Gewoon overweldigend!
De Hammerklavier Sonate is verreweg Ludwig van Beethovens langste pianosonate en, volgens Beethoven zelf, ook zijn beste – maar het is in ieder geval zijn technisch meest veeleisende. Hij begon eraan te werken in november of december 1817 nadat hij een jaar lang nauwelijks iets had gecomponeerd om gezondheidsredenen – naar eigen zeggen de naweeën van een infectie in oktober van het jaar daarvoor.
De nu bekende bijnaam van de sonate gaat terug op Beethovens zoektocht naar een Duits woord voor “Clavier” en “Pianoforte” of “Fortepiano”. in die tijd kon “clavier” zowel piano als klavecimbel betekenen.
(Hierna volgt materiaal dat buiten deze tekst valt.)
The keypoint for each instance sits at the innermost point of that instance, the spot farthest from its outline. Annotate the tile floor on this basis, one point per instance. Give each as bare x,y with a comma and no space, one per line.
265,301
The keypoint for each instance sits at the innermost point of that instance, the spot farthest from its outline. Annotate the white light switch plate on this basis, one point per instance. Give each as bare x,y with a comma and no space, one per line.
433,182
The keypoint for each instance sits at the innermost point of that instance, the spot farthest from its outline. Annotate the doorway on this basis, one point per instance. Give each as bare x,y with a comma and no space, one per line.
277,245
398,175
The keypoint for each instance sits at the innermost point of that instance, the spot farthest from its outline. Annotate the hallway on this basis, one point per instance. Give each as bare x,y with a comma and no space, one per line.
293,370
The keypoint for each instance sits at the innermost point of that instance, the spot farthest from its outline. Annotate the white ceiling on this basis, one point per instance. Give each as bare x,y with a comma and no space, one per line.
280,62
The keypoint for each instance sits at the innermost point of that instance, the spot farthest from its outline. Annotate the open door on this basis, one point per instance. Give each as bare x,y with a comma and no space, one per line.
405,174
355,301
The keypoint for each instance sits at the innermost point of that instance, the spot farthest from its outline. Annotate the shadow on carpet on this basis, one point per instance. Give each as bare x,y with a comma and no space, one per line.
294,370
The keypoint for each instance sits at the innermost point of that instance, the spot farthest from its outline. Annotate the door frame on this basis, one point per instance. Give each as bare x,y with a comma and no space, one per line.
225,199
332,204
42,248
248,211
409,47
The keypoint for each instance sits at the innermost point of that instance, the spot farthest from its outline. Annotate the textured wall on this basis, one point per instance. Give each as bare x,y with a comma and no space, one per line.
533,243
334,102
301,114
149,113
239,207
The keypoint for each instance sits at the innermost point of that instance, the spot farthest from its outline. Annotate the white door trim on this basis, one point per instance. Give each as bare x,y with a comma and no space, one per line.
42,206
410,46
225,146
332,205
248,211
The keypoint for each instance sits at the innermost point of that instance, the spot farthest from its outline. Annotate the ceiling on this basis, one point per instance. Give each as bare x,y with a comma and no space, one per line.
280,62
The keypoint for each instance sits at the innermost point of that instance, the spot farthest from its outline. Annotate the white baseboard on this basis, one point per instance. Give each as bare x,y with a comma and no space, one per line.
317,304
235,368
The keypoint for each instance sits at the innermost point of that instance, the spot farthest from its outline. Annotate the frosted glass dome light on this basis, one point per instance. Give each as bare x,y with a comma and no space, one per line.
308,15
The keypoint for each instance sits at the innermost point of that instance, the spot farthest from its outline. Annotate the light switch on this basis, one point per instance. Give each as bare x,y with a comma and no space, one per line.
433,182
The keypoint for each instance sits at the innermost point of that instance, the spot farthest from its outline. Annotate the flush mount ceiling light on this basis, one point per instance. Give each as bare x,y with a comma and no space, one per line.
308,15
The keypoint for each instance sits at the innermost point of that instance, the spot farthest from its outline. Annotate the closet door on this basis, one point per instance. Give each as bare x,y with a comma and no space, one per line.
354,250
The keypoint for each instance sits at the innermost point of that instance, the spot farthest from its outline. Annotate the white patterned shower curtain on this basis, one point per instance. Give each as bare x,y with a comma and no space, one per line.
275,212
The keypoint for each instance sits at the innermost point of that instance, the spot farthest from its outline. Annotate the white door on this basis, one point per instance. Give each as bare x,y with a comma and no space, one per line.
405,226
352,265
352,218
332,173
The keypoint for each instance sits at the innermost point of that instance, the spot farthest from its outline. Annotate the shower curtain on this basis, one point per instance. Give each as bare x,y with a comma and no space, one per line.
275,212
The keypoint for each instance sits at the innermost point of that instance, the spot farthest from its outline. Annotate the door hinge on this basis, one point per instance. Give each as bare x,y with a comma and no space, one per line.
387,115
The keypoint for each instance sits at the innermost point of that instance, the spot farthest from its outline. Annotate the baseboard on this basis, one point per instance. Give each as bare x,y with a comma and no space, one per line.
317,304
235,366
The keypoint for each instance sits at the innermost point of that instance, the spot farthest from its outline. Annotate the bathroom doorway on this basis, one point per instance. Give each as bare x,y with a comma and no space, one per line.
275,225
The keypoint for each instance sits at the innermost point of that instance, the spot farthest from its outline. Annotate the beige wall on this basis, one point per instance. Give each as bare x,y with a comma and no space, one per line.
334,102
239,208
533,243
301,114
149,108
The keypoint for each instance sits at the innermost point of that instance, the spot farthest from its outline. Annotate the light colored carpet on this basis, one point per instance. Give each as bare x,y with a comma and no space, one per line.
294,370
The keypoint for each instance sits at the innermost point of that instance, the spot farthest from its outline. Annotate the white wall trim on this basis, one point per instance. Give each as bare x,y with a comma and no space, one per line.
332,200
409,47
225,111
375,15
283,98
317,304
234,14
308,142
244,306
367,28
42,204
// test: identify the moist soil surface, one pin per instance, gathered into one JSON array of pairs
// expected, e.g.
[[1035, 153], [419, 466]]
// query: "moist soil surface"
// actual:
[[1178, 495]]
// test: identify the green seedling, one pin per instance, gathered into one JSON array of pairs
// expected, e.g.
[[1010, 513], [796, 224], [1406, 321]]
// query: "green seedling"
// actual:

Na advies te hebben ingewonnen, koos hij voor “Hammerklavier”. In tegenstelling tot de vroege sonates zou het stuk compleet onspeelbaar zijn geweest op een klavecimbel.
Hij had de term al gebruikt in de voorafgaande Sonate in A-groot op. 101, daarna in het huidige werk en de daaropvolgende Sonate in E-groot op. 109. Deze twee andere pianosonates beginnen echter zachtjes, terwijl de hamerachtige slagen aan het begin van op. 106 zeker passen bij het epitheton “Hammerklavier”. Het werd gepubliceerd als een “grand sonata”, een term die Beethoven had gereserveerd voor grootschalige sonates die apart werden geschreven en gepubliceerd. De transcendentale, technische en interpretatieve moeilijkheden van zijn Hammerklavier Sonate zullen altijd alle pianisten afschrikken, behalve de grootste van hun tijd, en slechts enkelen zijn in staat om de formidabele muzikale, emotionele en technische uitdagingen aan te kunnen. De Canadese pianist Marc-André Hamelin is natuurlijk een van hen, en zijn interpretatie, die de volledige pracht en grandeur van het werk tot zijn recht laat komen, is opnieuw gewoonweg overweldigend.